A fun thing I do with Qwen 3.5 0.8b is to take a screenshot of the Hackernews homepage and ask it to give me a JSON representation of the data and it does surprisingly well. With a well structured prompt I think it could be made to be pretty reliable tool for that type of task out of the box.
Zambyte 14 days ago | flag as AI [–]

While a fun poc, surely it would be better to just use the API (see the footer)? Or just `curl | x2j | jq` and map the HTML directly to JSON?

If you're gonna fine-tune for a closed set classification problem like this, you could just fine-tune BERT and get a faster model with better performance.

I think the Qwen 0.6B is so cool. It is super fast and as illustrated here it has a clear niche, esp. when fine-tuned.

I'm also interested in it as a student for distillation.

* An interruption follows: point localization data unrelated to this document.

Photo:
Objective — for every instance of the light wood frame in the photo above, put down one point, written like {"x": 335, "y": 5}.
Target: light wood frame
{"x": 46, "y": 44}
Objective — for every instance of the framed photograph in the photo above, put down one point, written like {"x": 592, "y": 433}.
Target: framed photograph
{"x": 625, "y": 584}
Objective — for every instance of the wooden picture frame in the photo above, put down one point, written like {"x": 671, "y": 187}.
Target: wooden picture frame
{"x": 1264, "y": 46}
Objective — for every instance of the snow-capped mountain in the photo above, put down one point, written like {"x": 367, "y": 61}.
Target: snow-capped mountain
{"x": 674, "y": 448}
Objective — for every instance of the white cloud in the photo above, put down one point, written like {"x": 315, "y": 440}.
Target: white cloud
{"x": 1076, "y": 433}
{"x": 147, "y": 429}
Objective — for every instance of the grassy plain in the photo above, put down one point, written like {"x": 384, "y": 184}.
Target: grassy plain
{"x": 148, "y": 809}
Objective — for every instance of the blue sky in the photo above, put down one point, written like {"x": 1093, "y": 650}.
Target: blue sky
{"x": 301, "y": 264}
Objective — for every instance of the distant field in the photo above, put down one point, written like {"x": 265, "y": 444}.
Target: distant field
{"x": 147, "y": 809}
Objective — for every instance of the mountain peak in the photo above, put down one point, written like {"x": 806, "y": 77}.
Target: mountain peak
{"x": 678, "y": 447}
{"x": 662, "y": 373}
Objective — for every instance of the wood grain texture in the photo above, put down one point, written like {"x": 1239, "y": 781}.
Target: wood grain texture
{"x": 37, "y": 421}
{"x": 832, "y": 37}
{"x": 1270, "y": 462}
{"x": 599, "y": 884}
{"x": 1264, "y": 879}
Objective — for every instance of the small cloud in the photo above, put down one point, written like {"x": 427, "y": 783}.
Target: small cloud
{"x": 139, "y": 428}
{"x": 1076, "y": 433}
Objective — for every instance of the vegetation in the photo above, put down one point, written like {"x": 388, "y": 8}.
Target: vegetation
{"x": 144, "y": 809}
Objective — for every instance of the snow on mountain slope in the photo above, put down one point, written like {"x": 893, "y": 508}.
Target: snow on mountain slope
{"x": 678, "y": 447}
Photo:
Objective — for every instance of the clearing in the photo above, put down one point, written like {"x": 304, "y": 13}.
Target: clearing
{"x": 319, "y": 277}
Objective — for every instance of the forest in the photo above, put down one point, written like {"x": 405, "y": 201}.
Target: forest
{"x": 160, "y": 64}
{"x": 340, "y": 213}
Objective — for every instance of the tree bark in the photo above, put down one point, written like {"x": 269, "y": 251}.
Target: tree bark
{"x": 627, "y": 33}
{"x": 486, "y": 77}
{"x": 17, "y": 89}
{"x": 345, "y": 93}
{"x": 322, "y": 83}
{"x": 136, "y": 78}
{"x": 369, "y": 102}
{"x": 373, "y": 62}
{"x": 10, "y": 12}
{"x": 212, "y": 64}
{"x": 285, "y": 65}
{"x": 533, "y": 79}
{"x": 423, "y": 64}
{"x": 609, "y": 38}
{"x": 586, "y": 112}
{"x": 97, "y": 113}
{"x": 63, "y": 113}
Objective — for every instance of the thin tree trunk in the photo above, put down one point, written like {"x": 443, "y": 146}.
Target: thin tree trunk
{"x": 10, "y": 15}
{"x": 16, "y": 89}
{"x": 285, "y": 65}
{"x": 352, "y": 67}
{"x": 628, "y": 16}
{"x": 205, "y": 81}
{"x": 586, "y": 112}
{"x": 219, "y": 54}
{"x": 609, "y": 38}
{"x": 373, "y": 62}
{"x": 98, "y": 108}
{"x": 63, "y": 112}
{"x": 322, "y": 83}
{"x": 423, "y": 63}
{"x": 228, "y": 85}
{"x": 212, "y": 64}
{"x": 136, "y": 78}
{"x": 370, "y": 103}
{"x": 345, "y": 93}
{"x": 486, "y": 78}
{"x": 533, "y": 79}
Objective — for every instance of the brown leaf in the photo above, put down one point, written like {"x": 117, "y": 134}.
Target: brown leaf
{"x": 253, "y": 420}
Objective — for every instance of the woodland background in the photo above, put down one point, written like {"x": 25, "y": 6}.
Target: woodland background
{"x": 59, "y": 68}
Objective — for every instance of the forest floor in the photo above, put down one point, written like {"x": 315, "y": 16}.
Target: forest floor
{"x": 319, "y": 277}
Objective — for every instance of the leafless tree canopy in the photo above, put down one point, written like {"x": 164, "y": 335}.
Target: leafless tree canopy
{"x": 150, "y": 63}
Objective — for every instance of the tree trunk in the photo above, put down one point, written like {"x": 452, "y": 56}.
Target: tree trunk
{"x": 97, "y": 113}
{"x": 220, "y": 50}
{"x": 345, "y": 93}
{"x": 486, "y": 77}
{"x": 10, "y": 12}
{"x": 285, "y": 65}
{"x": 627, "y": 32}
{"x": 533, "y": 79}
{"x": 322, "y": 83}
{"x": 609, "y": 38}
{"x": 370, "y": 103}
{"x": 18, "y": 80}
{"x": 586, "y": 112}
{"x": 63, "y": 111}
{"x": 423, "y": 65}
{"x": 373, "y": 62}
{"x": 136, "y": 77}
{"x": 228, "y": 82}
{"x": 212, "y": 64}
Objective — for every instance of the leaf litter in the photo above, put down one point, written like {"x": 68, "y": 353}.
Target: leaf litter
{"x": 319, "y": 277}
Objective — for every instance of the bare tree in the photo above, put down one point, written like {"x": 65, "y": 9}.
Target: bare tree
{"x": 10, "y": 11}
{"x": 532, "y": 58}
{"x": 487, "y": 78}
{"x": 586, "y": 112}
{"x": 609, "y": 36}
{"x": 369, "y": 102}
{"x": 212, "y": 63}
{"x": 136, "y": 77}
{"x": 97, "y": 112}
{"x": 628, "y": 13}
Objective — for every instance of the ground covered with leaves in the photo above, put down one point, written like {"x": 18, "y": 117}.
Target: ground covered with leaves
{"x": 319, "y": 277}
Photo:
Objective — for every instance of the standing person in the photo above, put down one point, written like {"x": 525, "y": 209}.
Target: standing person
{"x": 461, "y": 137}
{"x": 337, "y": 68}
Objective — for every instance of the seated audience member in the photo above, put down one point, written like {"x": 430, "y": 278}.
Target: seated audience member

armcat 15 days ago | flag as AI [–]

I mean it's always nice to play around with sLLM finetuning, but for practical purposes I would always start with a lazy learner using embeddings (something like a small Stella model), pre-embed the topics/categories, embed the question, perform a kNN using cosine distance. You can use an LLM to "expand" the topics before embedding to make them more contextual. This is usually super fast and super simple and gives you a nice baseline. Then I would add a classification head after embedding layer (with maybe some dropout + 2-3 MLP layers) and train my own classifier, and compare that to lazy learner. Only after that would I start finetuning an LLM.

Very cool write-up and GitHub repo!
737max 14 days ago | flag as AI [–]

Is it just me or half these comments read like AI
lancener 15 days ago | flag as AI [–]

0.6B model to sort questions into buckets. Regex had good run.